Siraj-Blatchford, J., K. C. Smith, and I. Pramling Samuelsson. 2010. Education for sustainable development in the early years. Gothenburg, Sweden: OMEP.
This book was produced through the World Organization for Early Childhood Education (OMEP), as a summary of key terms and concepts related to ECEfS and why it is necessary in the early years. It presents a range of ECEfS activities developed and distributed through OMEP networks to illustrate broad possibilities for ECEfS across the globe, from nations as diverse as Gambia and Sweden.
UNESCO-UNEP. 1990. Environmentally-educated teachers: The priority of priorities? Connect 15.1:1–8.
This article is pivotal in identifying the role of EE in caring for the environment in its entirety—natural, built, personal, collective, economic, social, cultural, technological, ecological, and esthetic—with specific focus on teachers in this vital process. It outlined a set of competencies for EE, that, forty years later, continue to be relevant and unfortunately, need to be addressed in terms of teacher education, including ECE.
UNESCO. 2017 Education for sustainable development goals learning objectives. New York: UNESCO.
The SDGs address global challenges including poverty, inequality, climate change, environmental degradation, peace, gender equality, and health through seventeen interconnected Goals. While being critiqued for their anthropocentric aims and pursuit of economic growth while ignoring underlying inequalities in the global economic system, nevertheless, they have a high level of international acceptance. Allied with the goals are a range of strategies for education to assist in addressing these goals.

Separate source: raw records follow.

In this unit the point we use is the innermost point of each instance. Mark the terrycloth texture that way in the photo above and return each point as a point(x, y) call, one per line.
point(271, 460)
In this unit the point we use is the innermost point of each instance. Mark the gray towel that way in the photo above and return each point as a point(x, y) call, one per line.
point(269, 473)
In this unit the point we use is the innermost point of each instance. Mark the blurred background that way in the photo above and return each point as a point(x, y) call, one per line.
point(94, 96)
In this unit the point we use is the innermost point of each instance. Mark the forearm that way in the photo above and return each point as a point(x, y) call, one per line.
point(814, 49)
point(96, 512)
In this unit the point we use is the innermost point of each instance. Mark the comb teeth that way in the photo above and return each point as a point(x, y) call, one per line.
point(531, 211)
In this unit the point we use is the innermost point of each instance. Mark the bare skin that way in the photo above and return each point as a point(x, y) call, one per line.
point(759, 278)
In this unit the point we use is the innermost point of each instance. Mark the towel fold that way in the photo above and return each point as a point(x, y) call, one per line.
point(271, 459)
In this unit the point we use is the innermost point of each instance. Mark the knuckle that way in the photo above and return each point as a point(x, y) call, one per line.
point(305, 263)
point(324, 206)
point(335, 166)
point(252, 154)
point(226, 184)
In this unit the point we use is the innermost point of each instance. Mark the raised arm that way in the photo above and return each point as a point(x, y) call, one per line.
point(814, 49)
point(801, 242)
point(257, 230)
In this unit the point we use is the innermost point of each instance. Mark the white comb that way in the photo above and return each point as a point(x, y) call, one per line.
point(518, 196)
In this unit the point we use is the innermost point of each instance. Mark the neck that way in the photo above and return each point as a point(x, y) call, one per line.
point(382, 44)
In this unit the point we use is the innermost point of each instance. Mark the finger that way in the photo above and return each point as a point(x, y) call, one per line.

United Nations Human Rights Council. 2022. 44th Session of the Human Rights Council, Annual Day on the Rights of the Child: Realizing the rights of the child through a healthy environment. 1 July 2020. Statement by Michelle Bachelet, UN High Commissioner for Human Rights.
The UN Human Rights Council adopted this historic Resolution in 2020, incorporating the right to a healthy environment as fundamental to the Rights of the Child. It identifies environmental education as the key enabler for achieving this right. Education is called on to address environmental issues by integrating these into all levels of education to increase understanding and respect for nature and prepare children for future decisions around sustainability.
World Commission on Environment and Development. 1987. Our common future. New York: United Nations.
This report (also known as the Brundtland Report) is considered to be the first major international report using the term “sustainable development.” It sought to establish a “global agenda for change” to deal with interlocking social, economic, political, technological, and environmental crises. The report identifies education as central to addressing sustainability issues. and for EfS to foster a sense of responsibility for the state of the environment.